Enviable auction collection for prominent Melbourne scholar, businesswoman and art diva

Author: Richard Brewster | Posted: 20th February, 2018

Scholar, successful businesswoman and in 1977 one of the founders of the Jewish Museum of Australia, the late June Helmer (who died last year aged 95) spared no expense travelling the world to study Jewish art collections and museums.

Her efforts resulted in June becoming the first adviser on the museum’s Australian collections, curator of its first exhibitions and a vital fundraiser.

In doing so, June also built an enviable art and decorative arts collection – to be auctioned from 10am Thursday February 22 through Leonard Joel 333 Malvern Road, South Yarra. 

Denied the opportunity as a young woman to study for an arts degree at University of Melbourne, in later life she became one of its oldest students – completing a bachelor then masters degree in fine arts.

June Helmer was born in 1922 in Melbourne of the Russian Kogan and Granat families and educated at St Catherine’s girls’ private school.

In 1943, she met and she met and shortly after married Pole Maurice Helmer – beginning a partnership that lasted 50 years.
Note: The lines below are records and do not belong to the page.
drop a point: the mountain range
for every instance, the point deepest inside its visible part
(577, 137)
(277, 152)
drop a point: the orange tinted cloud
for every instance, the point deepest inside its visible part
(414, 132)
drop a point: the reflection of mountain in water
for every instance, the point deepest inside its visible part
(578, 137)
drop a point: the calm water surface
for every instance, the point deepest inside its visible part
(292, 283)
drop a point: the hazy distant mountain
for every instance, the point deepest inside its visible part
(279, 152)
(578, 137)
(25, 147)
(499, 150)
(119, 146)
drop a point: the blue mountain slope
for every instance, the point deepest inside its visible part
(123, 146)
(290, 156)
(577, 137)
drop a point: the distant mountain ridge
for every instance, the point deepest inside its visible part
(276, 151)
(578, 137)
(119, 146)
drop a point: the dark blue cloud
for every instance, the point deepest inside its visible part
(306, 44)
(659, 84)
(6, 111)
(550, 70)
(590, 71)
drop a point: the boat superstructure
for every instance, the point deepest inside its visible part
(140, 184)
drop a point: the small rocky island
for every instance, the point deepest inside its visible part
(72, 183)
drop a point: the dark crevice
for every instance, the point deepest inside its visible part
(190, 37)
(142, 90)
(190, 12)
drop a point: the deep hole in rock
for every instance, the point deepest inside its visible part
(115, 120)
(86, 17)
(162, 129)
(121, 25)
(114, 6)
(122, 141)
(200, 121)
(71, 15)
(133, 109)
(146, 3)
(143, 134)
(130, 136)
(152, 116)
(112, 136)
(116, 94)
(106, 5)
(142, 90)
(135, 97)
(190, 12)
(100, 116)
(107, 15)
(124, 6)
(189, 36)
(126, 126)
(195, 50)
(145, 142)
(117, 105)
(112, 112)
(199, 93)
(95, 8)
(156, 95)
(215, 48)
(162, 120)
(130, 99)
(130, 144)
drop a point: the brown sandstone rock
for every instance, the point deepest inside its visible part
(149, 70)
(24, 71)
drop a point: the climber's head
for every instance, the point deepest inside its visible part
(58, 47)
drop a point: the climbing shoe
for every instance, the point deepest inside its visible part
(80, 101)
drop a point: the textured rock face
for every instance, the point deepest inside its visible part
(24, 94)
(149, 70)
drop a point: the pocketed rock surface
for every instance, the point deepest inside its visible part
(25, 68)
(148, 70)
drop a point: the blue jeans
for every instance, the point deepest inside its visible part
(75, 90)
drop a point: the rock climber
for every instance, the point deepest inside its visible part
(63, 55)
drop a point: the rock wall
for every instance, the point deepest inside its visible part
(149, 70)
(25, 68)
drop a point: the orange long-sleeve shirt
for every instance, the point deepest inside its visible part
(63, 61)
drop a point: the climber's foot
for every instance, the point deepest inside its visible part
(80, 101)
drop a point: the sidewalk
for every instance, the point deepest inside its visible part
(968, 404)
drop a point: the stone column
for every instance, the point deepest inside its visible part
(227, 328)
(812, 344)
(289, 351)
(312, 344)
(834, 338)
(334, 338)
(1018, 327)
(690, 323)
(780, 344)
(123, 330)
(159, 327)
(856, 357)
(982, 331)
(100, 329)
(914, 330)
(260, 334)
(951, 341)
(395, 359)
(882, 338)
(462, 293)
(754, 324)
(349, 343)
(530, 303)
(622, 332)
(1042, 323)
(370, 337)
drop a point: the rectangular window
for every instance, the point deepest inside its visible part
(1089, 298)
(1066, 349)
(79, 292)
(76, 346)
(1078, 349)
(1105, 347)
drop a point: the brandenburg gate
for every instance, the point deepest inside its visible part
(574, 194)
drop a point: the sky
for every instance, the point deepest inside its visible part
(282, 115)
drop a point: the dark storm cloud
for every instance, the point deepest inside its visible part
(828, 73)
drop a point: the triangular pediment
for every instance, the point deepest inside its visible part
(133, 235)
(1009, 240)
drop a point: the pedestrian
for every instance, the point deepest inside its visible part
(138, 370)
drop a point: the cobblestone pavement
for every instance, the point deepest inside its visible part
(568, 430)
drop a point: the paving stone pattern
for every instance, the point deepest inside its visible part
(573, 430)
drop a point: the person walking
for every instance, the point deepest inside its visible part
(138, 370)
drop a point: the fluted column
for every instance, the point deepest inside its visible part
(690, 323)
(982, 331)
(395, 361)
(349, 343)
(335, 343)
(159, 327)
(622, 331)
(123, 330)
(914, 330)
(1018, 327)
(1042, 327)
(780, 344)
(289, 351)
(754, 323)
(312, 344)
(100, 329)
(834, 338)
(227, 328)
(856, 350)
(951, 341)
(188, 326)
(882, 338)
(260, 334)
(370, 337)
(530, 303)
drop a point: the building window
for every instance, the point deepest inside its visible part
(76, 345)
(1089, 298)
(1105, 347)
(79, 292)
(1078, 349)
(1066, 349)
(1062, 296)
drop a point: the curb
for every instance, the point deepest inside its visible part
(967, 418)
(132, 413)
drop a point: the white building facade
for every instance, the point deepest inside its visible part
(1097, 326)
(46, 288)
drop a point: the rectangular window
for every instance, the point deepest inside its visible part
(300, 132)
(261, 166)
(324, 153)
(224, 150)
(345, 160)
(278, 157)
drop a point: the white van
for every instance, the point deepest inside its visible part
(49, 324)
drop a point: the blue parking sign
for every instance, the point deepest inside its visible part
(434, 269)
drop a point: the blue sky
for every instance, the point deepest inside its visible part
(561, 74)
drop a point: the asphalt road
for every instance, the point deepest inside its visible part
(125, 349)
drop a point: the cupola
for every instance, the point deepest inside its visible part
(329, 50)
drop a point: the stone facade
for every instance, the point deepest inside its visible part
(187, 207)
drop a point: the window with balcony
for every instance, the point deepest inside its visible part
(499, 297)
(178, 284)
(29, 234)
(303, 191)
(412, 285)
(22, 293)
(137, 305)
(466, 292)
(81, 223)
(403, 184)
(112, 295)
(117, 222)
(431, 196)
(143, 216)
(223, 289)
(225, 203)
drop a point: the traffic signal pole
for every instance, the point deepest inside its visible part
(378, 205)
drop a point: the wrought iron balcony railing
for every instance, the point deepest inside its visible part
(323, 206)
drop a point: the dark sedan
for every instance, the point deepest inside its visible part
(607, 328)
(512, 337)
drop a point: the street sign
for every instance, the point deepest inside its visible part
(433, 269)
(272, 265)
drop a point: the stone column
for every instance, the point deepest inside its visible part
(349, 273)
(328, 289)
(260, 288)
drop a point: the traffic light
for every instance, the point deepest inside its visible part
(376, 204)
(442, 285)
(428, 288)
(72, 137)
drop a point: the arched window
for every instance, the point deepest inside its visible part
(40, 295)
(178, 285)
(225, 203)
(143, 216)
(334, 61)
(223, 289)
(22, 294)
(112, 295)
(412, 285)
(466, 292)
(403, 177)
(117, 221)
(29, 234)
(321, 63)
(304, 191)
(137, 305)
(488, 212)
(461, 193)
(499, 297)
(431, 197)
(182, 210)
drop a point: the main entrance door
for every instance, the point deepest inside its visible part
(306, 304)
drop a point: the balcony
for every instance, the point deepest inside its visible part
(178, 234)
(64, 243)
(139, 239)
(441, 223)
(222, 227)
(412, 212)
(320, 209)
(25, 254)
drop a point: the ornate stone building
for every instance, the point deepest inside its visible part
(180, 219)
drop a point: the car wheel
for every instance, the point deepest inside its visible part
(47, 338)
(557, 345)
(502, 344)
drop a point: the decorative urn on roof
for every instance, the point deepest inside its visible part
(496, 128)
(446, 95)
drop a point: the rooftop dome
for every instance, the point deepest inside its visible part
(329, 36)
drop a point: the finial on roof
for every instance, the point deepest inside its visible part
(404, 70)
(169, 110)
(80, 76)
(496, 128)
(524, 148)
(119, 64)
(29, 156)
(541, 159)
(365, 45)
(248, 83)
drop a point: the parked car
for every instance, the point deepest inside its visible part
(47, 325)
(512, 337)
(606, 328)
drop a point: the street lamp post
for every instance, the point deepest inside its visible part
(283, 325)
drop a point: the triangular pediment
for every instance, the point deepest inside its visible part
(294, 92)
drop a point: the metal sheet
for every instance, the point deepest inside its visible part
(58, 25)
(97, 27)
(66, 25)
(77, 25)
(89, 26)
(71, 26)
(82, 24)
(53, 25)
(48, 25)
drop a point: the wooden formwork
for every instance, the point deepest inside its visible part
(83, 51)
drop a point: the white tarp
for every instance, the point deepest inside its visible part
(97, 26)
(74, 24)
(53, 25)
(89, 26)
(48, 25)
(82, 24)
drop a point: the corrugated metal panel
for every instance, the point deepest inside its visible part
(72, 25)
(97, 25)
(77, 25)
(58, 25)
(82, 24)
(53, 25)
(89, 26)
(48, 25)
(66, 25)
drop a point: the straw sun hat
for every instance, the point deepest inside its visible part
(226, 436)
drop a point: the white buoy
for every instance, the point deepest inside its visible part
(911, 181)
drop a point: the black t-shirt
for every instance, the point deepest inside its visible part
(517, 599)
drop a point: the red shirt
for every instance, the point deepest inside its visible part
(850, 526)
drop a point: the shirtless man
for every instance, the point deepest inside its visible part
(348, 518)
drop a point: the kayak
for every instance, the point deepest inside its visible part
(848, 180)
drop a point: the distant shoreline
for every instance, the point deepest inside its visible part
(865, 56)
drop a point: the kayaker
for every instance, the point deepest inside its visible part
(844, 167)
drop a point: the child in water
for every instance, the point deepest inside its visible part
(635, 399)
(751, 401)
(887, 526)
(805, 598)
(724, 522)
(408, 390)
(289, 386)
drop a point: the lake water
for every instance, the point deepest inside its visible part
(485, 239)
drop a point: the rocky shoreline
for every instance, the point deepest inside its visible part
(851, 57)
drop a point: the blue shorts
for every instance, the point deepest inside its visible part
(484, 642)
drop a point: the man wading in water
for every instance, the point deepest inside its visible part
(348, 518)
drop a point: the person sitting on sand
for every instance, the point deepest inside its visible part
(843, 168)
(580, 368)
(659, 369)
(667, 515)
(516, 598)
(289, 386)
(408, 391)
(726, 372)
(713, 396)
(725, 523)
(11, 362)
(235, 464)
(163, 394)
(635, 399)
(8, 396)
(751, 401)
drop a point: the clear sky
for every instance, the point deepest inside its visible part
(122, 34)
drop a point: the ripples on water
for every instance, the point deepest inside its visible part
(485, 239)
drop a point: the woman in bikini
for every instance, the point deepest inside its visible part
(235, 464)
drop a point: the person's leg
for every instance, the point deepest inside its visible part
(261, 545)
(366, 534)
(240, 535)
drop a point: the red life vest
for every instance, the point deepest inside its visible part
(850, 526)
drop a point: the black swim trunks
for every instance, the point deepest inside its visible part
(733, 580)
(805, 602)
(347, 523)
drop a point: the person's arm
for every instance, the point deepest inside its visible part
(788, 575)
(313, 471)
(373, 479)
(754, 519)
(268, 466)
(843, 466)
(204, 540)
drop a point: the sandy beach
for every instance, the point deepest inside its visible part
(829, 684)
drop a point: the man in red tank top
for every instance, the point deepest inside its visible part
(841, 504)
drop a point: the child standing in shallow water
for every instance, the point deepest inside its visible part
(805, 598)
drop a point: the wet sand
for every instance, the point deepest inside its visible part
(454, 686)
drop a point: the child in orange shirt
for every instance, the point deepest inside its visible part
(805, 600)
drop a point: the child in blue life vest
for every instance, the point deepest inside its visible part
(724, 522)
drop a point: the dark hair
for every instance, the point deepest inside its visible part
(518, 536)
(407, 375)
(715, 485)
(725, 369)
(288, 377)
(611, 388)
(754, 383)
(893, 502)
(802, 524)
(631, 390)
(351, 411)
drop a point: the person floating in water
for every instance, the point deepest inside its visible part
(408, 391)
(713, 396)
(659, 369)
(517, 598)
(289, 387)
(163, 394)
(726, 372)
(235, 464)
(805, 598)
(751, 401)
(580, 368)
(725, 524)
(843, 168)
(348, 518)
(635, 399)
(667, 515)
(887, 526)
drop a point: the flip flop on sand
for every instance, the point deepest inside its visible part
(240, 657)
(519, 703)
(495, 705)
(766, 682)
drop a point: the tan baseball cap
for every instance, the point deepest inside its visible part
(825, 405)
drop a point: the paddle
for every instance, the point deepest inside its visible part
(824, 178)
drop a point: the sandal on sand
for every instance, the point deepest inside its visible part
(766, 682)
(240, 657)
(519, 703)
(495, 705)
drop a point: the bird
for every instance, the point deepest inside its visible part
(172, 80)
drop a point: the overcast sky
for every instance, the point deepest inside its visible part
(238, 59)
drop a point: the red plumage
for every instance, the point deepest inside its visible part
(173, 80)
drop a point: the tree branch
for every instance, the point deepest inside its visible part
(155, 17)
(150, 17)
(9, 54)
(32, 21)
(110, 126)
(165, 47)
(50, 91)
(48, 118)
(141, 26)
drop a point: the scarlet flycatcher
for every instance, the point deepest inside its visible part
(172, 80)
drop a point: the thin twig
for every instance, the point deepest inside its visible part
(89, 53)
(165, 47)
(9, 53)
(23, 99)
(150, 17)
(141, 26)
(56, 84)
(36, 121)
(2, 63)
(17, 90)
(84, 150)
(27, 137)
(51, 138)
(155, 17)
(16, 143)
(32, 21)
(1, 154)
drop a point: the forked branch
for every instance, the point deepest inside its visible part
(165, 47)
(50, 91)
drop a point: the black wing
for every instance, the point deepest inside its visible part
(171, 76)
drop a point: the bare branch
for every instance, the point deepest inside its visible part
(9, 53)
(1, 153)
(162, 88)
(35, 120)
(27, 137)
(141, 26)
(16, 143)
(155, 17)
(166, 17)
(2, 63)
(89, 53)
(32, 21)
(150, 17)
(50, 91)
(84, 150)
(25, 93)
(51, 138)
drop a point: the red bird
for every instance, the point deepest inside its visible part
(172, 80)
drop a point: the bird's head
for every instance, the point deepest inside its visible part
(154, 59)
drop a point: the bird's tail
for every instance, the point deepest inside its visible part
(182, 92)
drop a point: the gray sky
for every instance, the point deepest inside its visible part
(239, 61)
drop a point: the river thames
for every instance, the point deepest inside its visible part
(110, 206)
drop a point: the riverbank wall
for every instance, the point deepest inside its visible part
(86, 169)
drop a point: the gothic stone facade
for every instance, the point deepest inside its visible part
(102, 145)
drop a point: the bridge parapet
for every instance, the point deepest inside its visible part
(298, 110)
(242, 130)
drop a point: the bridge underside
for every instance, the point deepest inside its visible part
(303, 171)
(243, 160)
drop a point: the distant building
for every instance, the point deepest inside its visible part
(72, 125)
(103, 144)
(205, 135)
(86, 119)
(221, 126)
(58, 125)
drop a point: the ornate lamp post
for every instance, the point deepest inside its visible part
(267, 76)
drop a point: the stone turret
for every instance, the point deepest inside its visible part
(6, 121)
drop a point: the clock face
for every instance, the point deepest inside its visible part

Together, they became successful in one of Melbourne’s toughest businesses, the schmattes trade, with June providing the designs and marketing and Maurice the capital.

Her entrée into the art world – where she met several well-known Australian artists including Yosl Bergner and Daniel Vassilieff – resulted in 1985 in the publication of her first book, George Bell: The Art of Influence.

Bell (1878-1966), who lived for almost 88 years and spent a lifetime devoted to the art cause, had a many-sided career as an artist, teacher, critic and polemicist and laid the foundation on which many notable careers were built.

In her book, June wrote the lack of recognition for Bell pointed to a certain small mindedness and personal prejudice among those who controlled the art scene and allowed differences of opinion to cloud their judgement of the artist’s achievements.

Despite this, recognition of his “valuable contribution to art” came shortly before his death.

June’s book was followed by many academic articles and publications on subjects diverse as the Ribush theatre family, Australian museum collections, and artist Louis Kahan, to whom he dedicated several books of his drawings.

The auction collection features several works of art and other items including John Perceval’s Flowers 1961, an untitled print by Yosl Bergner, Daniel Vassilieff’s Boy and goat gouache and watercolour, and George Bell’s reclining nude mixed media on paper.

Other auction highlights include a William IV double pedestal sideboard, a pair fo sterling silver three-branch candelabra, a Georgian inspired six-piece sterling silver tea and coffee suite, a St Louis gilded glass dining suite and a Limoges art Persan pattern dinner set.